本の広場
芥川賞受賞作「むらさきのスカートの女」 今村夏子著
2019年発売、同年第161回芥川賞受賞
2010年「あたらしい娘」太宰治賞
受賞以後数々の賞を受ける。
投稿 福岡 山崎和雄
めったに読まない芥川賞受賞作品「むらさきのスカートの女」を読んでみましたが、実に奇妙な本でした。
「むらさきのスカートの女」がこの物語の主人公なのですが、この「むらさきのスカートの女」を観察している「ある人物」(「ある人物」という表現は筆者の言葉)がいます。その「ある人物」が語る物語です。
「むらさきのスカートの女」が、失業中でアルバイトで食いつなぎ、公園で時間を過ごしています。「ある人物」はそれを傍らで観ていました。「むらさきのスカートの女」は、幸いホテルの従業員に雇用されます。「ある人物」もまた、そのホテルで働きます。(その経緯は一切無し)「むらさきのスカートの女」が、ホテル内部の悪習を知り、上司と不倫関係になり、トラブルから上司を怪我させ、失踪します。それをずっと傍らで観察していた「ある人物」は、「むらさきのスカートの女」に代わって、上司を脅し、(その後の経緯一切無し)「むらさきのスカートの女」がいた公園にいるという物語です。
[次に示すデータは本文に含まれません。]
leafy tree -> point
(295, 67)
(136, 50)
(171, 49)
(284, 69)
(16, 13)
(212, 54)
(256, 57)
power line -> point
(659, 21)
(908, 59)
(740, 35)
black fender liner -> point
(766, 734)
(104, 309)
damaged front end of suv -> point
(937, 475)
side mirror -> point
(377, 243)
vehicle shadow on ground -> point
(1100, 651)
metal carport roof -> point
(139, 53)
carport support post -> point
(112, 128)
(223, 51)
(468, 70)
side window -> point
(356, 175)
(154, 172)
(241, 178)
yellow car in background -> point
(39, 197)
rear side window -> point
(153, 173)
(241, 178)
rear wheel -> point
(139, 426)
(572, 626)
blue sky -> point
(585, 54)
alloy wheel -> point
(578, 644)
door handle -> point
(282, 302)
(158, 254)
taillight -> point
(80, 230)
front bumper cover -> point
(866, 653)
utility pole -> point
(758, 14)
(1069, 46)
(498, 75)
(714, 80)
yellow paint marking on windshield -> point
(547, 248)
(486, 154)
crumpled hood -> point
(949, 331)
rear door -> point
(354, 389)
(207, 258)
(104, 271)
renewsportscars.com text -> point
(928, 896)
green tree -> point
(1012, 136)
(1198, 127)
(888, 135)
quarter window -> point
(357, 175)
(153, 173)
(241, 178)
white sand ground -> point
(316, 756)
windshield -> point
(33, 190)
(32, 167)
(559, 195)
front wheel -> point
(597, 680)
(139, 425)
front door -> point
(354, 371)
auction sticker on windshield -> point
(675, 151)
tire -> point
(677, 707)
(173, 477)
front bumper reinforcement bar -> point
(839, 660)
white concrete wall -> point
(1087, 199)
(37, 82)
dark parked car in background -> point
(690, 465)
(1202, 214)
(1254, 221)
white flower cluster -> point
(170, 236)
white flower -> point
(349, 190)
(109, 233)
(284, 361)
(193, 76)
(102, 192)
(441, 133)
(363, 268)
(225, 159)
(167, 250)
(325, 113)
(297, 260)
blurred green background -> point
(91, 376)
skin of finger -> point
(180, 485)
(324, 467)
主人公の「むらさきのスカートの女」を観察している「ある人物」は一体誰なのか?
それが最後までわからない奇妙な本です。私は、「ある人物」とは「むらさきのスカートの女」の分身で、私たち庶民の内心の願望ではないかと思いましたが、それも読む人ごとに多様な解釈ができそうです。そのわけのわからなさこそ芥川賞受賞の理由でしょうか?